How do we help guide the user to find the collectible and feel a sense of accomplishment?
We had originally planned for the user to simply explore the scene and search for the collectible item, but we quickly realized the user would require more guidance to feel motivated to play. To do this, we created riddles for every level to help the user find the trigger item. We also designed a hover state if the user was pointing at the collectible with their ray castor.

Testing hand-off

How do we create a continuous experience when the game bridges digital and physical worlds?
We each took turns as the player and the person handing candy to the user to time the animation to live actions.

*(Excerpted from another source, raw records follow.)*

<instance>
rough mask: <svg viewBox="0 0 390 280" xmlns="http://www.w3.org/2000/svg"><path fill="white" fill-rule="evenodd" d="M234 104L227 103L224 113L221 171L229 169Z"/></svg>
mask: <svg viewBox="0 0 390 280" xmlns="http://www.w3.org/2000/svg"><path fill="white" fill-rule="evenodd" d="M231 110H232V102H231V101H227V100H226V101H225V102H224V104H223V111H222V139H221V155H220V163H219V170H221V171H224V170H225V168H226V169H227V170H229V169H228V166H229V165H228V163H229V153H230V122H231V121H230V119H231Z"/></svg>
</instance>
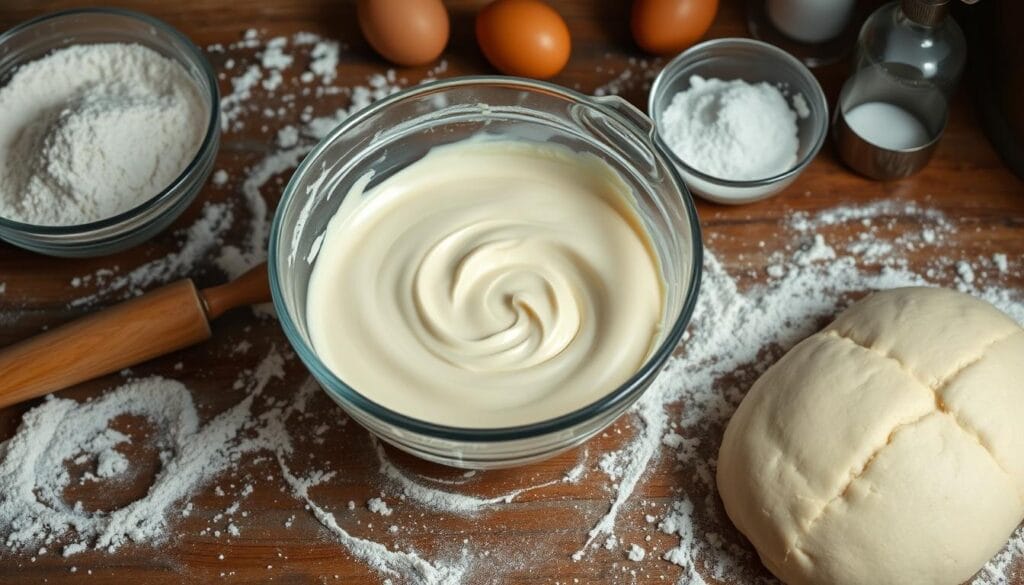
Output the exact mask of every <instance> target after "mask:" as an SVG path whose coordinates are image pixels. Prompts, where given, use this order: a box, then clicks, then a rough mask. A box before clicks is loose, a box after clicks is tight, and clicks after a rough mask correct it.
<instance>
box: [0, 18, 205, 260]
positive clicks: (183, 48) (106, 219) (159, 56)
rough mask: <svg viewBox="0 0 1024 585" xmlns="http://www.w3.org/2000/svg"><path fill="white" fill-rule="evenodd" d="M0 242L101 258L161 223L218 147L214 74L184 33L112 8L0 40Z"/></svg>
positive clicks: (196, 194) (69, 254)
mask: <svg viewBox="0 0 1024 585" xmlns="http://www.w3.org/2000/svg"><path fill="white" fill-rule="evenodd" d="M0 112H3V113H4V114H3V116H2V117H0V239H3V240H5V241H7V242H9V243H11V244H14V245H16V246H19V247H22V248H25V249H28V250H32V251H35V252H39V253H43V254H48V255H52V256H68V257H82V256H99V255H104V254H111V253H115V252H118V251H121V250H125V249H127V248H131V247H132V246H135V245H137V244H139V243H141V242H143V241H145V240H147V239H150V238H152V237H153V236H155V235H156V234H157V233H159V232H161V231H162V229H164V228H165V227H167V226H168V225H169V224H170V223H171V222H172V221H174V219H176V218H177V217H178V215H180V214H181V212H183V211H184V210H185V208H186V207H188V205H189V204H190V203H191V201H193V200H194V199H195V198H196V196H197V195H198V194H199V192H200V191H201V189H202V187H203V185H204V183H205V182H206V180H207V178H208V177H209V175H210V172H211V170H212V168H213V163H214V157H215V156H216V153H217V148H218V145H219V128H220V126H219V124H220V123H219V117H220V112H219V98H218V93H217V83H216V77H215V75H214V72H213V69H212V68H211V66H210V64H209V62H208V61H207V59H206V57H204V56H203V53H202V51H201V50H200V49H199V48H198V47H197V46H196V45H195V44H193V43H191V41H189V40H188V39H187V38H186V37H184V36H183V35H182V34H181V33H179V32H178V31H176V30H174V29H173V28H171V27H170V26H168V25H166V24H164V23H162V22H160V20H158V19H156V18H152V17H150V16H146V15H144V14H140V13H137V12H131V11H127V10H119V9H81V10H68V11H61V12H56V13H53V14H48V15H44V16H41V17H39V18H36V19H33V20H30V22H28V23H25V24H23V25H20V26H18V27H15V28H13V29H11V30H9V31H7V32H6V33H4V34H3V35H0Z"/></svg>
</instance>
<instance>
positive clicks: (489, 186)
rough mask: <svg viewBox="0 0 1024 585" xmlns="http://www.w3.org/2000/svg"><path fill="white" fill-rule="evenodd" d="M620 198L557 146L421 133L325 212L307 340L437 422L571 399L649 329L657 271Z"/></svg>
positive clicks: (389, 406) (604, 380)
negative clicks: (365, 186) (412, 149)
mask: <svg viewBox="0 0 1024 585" xmlns="http://www.w3.org/2000/svg"><path fill="white" fill-rule="evenodd" d="M631 197H632V195H631V193H630V191H629V187H628V186H627V185H626V183H625V182H624V181H623V180H622V178H621V177H620V176H618V175H617V174H616V173H615V172H614V171H613V170H612V169H611V168H610V167H609V166H608V165H607V164H606V163H604V162H603V161H601V160H599V159H597V158H596V157H593V156H590V155H580V154H575V153H572V152H571V151H569V150H567V149H566V148H564V147H558V145H552V144H537V143H528V142H521V141H480V140H468V141H464V142H459V143H455V144H450V145H446V147H441V148H437V149H434V150H433V151H431V152H430V153H429V154H428V155H427V156H426V157H424V158H423V159H421V160H420V161H418V162H416V163H414V164H412V165H410V166H409V167H407V168H404V169H402V170H401V171H399V172H397V173H395V174H394V175H392V176H390V177H388V178H387V179H385V180H383V181H381V182H380V183H379V184H377V185H375V186H374V187H373V189H372V190H370V191H369V192H367V193H365V194H364V193H361V192H353V193H350V194H348V195H347V196H346V199H345V203H344V204H343V205H342V207H341V209H339V211H338V212H337V214H336V215H335V217H333V218H332V220H331V222H330V225H329V227H328V229H327V233H326V235H325V238H324V242H323V245H322V247H321V249H319V252H318V256H317V258H316V260H315V265H314V266H313V271H312V275H311V278H310V282H309V290H308V293H307V294H308V297H307V321H308V323H309V333H310V337H311V340H312V344H313V347H314V349H315V351H316V352H317V354H318V356H319V358H321V359H322V360H323V361H324V363H325V364H326V365H327V366H328V367H329V368H331V370H332V371H333V372H335V374H336V375H337V376H338V377H339V378H341V379H342V380H343V381H344V382H346V383H347V384H348V385H350V386H351V387H353V388H354V389H355V390H356V391H358V392H360V393H362V394H364V395H366V396H368V398H369V399H371V400H373V401H375V402H377V403H379V404H381V405H383V406H385V407H387V408H390V409H392V410H395V411H398V412H401V413H403V414H408V415H410V416H413V417H416V418H420V419H423V420H427V421H431V422H436V423H440V424H449V425H453V426H462V427H476V428H481V427H482V428H485V427H499V426H512V425H519V424H527V423H531V422H538V421H541V420H545V419H548V418H552V417H555V416H558V415H561V414H565V413H567V412H570V411H572V410H575V409H579V408H581V407H583V406H586V405H587V404H590V403H592V402H594V401H596V400H598V399H599V398H601V396H602V395H604V394H606V393H607V392H609V391H611V390H612V389H614V388H615V387H616V386H617V385H620V384H622V383H623V382H624V381H626V380H627V379H628V378H629V377H630V376H632V375H633V374H634V373H635V372H636V371H637V370H638V369H639V368H640V367H641V366H642V365H643V363H644V361H645V360H646V358H647V357H648V354H649V352H650V351H651V350H652V348H653V345H654V344H655V343H656V341H657V339H658V333H659V327H660V323H662V314H663V310H664V290H663V288H664V287H663V282H662V278H660V270H659V267H658V265H657V260H656V258H655V256H654V252H653V250H652V246H651V243H650V238H649V236H648V234H647V233H646V231H645V228H644V227H643V225H642V223H641V220H640V219H639V217H638V216H637V213H636V211H635V210H634V207H633V204H632V203H631Z"/></svg>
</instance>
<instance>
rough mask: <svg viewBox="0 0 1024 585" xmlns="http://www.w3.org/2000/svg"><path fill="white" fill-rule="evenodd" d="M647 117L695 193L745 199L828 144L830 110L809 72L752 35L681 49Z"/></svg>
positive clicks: (729, 201) (787, 179)
mask: <svg viewBox="0 0 1024 585" xmlns="http://www.w3.org/2000/svg"><path fill="white" fill-rule="evenodd" d="M648 112H649V114H650V117H651V119H652V120H653V121H654V125H655V127H656V129H657V139H658V141H659V142H660V143H662V144H663V145H664V148H665V150H666V151H667V152H669V153H670V156H671V157H672V159H673V162H674V163H675V164H676V167H677V169H678V170H679V172H680V174H682V175H683V179H684V180H685V181H686V184H687V186H689V187H690V189H691V190H692V191H693V192H694V193H696V194H697V195H699V196H700V197H702V198H705V199H708V200H711V201H714V202H717V203H723V204H741V203H751V202H754V201H758V200H761V199H765V198H768V197H771V196H773V195H775V194H777V193H779V192H780V191H782V190H783V189H785V187H786V186H788V185H790V184H791V183H792V182H793V181H794V180H796V178H797V177H798V176H799V175H800V173H802V172H803V171H804V169H805V168H807V166H808V165H809V164H810V162H811V161H812V160H813V159H814V157H815V156H816V155H817V154H818V151H819V150H820V149H821V145H822V144H823V143H824V140H825V135H826V134H827V129H828V106H827V102H826V101H825V96H824V92H823V91H822V90H821V86H820V85H819V84H818V82H817V80H816V79H815V78H814V76H813V75H812V74H811V72H810V71H809V70H808V69H807V68H806V67H805V66H804V65H803V64H802V62H800V61H799V60H798V59H797V58H795V57H794V56H793V55H791V54H788V53H786V52H785V51H783V50H781V49H779V48H777V47H775V46H772V45H769V44H767V43H763V42H761V41H755V40H752V39H717V40H713V41H708V42H705V43H701V44H699V45H696V46H693V47H691V48H690V49H687V50H686V51H684V52H683V53H682V54H680V55H679V56H677V57H676V58H675V59H673V60H672V61H670V62H669V64H668V65H667V66H666V67H665V69H664V70H663V71H662V73H660V74H658V76H657V79H655V81H654V84H653V85H652V87H651V90H650V96H649V99H648Z"/></svg>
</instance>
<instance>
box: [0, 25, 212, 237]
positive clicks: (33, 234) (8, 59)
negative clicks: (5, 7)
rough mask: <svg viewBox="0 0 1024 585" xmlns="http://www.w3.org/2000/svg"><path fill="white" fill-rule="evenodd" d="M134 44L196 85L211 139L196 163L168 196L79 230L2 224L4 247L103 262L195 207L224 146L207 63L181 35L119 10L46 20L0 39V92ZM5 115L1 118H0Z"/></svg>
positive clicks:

We make some final logistical decisions to increase the voiceover volume and slow down the animation to help facilitate a smoother hand-off experience.


Final Scenes


Usability Testing

We were able to test our prototype with our classmates to see how a player would navigate through it with no guidance or previous knowledge of the game. Below, Ayesham finds two edible items and teleports from scene 2 to 3.



After we made a few final iterations from usability testing insights, we exhibited our project at the Iovine and Young Year-End Exhibition! 40+ people tried our experience and we received lots of positive feedback on the originality and creativity of our project. It was super rewarding to hear from our happy customers after completing such a big project in a short time span! Click and listen to some of our user reviews below.




I learned a lot from this project and had a great time collaborating with my teammates, Shanna Finnigan, Grace MacPherson, and Anna Shaposhnik. Technically, I learned how to design and animate 3D environments in Unity as well as code scripts in C#. As a team, we had to figure out how to guide the user through 3D space and onboard them to an experience that not everyone has ever tried. To achieve this, we found ways to integrate signage and audiovisual cues into the narrative and aesthetics. Finally, I realized that testing the prototype on real users and repeatedly iterating on it was the best way to answer user assumptions and design for the player. Oftentimes it was not enough to simply imagine what the user would do — we had to witness their behavior in real life.


After we watched over 40 users try our prototype, we realized there were still changes to be made in order to curate a seamless experience. For instance, we would begin by integrating the onboarding experience into the headset so that new VR users can get accustomed to the digital environment as instructions are explained. We would also create more collectibles in each level to enhance the user's journey within each theme, thereby making more engaging experience. Finally we would provide more closure from the game when the user finds the treat for the final level. This would elegantly end the game and provide the user with a sense of accomplishment.